The complex has comprised five tombs, accompanied by offerings. Two more remarkable are the tombs has and B. the walls and the roof of the tomb has were made of basalt columns. It is thought that it contained two bodies. Unfortunately the acid ground of the area is not favorable to the conservation of human remainders. Such as it is currently presented to open sky in the archaeological park, this unit does not give certainly any more any idea of its significance in the underground whole of complex A. fall to It B, located at little distance from the preceding one, consisted of a splendid sandstone sarcophagus decorated with a representation of were-jaguar. The other underground elements are “masks” which one describes as “offerings”, of “pavements” or “mosaics” when these pavements form a reason. One found five “massive offerings”: large pits dug through the existing grounds. Most famous is the massive offering 1. At the bottom of the pit 28 layers of blocks of serpentine are, a semi-precious matter, weighing more than 1000 tons. Immediately above the mosaic 3 was which was discussed many. One does not know in fact not what it represents, nor even in what a direction it should be looked at! Jacques Soustelle emitted the opinion that it was about the “ mask stylized of one jaguar to the crowned head of four ornaments in the form of rhombuses .” The opinion most commonly allowed is always that it is about a representation of were-jaguar, but which should be reversed the direction of the composition: the rhombuses are downwards. The face of the creature presents the slit out of V characteristic of many olmèques representations.

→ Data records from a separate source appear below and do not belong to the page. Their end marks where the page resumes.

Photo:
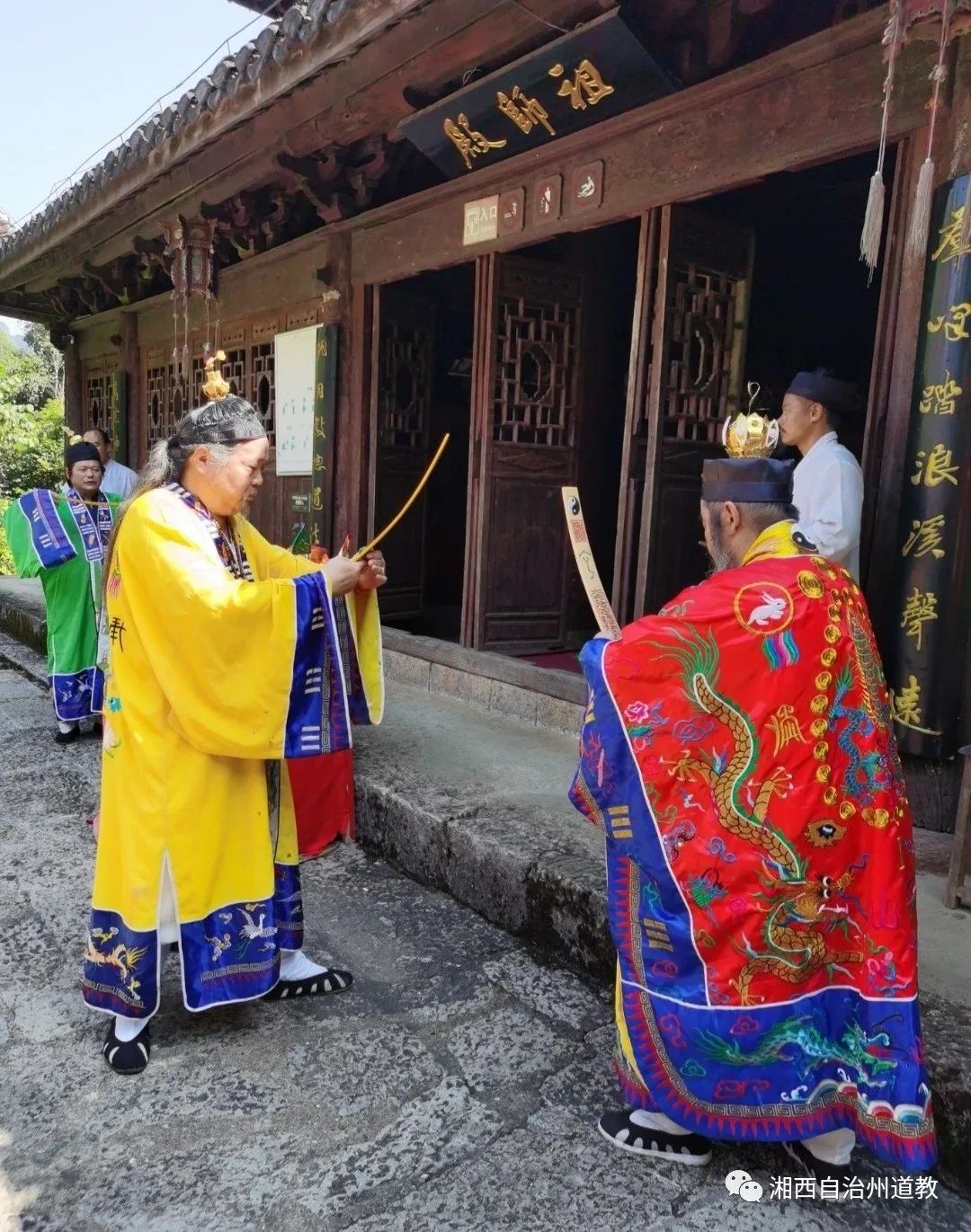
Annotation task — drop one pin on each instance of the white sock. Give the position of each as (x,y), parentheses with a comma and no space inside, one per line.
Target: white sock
(834,1148)
(129,1028)
(295,965)
(657,1121)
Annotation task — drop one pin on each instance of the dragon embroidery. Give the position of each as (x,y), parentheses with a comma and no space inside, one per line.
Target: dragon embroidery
(800,1041)
(794,939)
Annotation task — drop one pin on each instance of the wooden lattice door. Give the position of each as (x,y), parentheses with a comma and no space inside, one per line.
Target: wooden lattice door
(526,428)
(402,392)
(692,382)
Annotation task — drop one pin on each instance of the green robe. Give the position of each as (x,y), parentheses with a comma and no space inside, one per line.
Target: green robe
(63,541)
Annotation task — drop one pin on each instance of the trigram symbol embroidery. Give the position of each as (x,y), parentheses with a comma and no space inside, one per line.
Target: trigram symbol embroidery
(311,738)
(619,820)
(657,934)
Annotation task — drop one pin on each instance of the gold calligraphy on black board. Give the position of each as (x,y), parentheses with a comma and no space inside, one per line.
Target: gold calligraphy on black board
(588,75)
(931,603)
(119,415)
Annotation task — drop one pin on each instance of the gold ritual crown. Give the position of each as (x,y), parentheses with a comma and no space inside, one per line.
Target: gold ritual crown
(215,386)
(751,435)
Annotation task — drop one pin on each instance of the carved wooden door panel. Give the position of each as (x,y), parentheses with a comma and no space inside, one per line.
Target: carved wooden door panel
(694,382)
(526,431)
(402,402)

But why would it have four eyes? According to Caterina Magni, it is not a question of a figurative image but of an abstracted graphic code evoking, inter alia, the glyphe “ four points and a bar ” significant of the quadripartite division of the ground. “Small the most known offering” could constitute a religious scene. With the bottom of a narrow pit had been laid out in driving position 16 human statuettes and six axes (in English “celts”) laid out like steles in background. If fourteen of the characters are into serpentine, the specialists are not agreement which of both last character exploits the main role, that out of jadeite or that out of basalt. Olmèques had a predilection for materials like jadeite or the serpentine one. These some examples give an idea of the problematic interpretation of the discoveries.

The incredible complexity of the site, even in its current disfigured state, inclines to think that it is about a crowned landscape, which constitutes a “interface” between the human mode and the supernatural world. This idea is all the more tempting as the deciphering of the Maya writing now makes it possible to better include/understand this function of the ceremonial center in civilizations mésoaméricaines. The colossal importance of this work not-utilities, the nature of the materials, which all come by far, imply a coordination which is not possible that in a hierarchically organized company.

The site of Venta is directed North-South, like those of San Lorenzo or Chalcatzingo. There are thus all the reasons to think that this orientation is intentional, more especially as it presents a shift of western 8°, so that the site is in alignment with a mountain located at a hundred kilometers in the south of Venta, and who is visible top of the “large pyramid”. The pyramid itself seems to divide the center of Venta into two zones. In the southern part, “public”, where were located the majority of the thrones (“furnace bridges”), would have taken place of ritual accessible to the unit from the population. The part located at north of the pyramid, where are the underground structures, would have been accessible only to the leaders, who came there into contact with their ancestors and the supernatural world. One can only repeat that in the absence of written documents they are always there only assumptions.

The abandonment of Was windy, as well as surrounding villages goes back to more or less -400. The most recent theories see there the consequence of tectonic movements in the area, which would have modified the course of the rivers.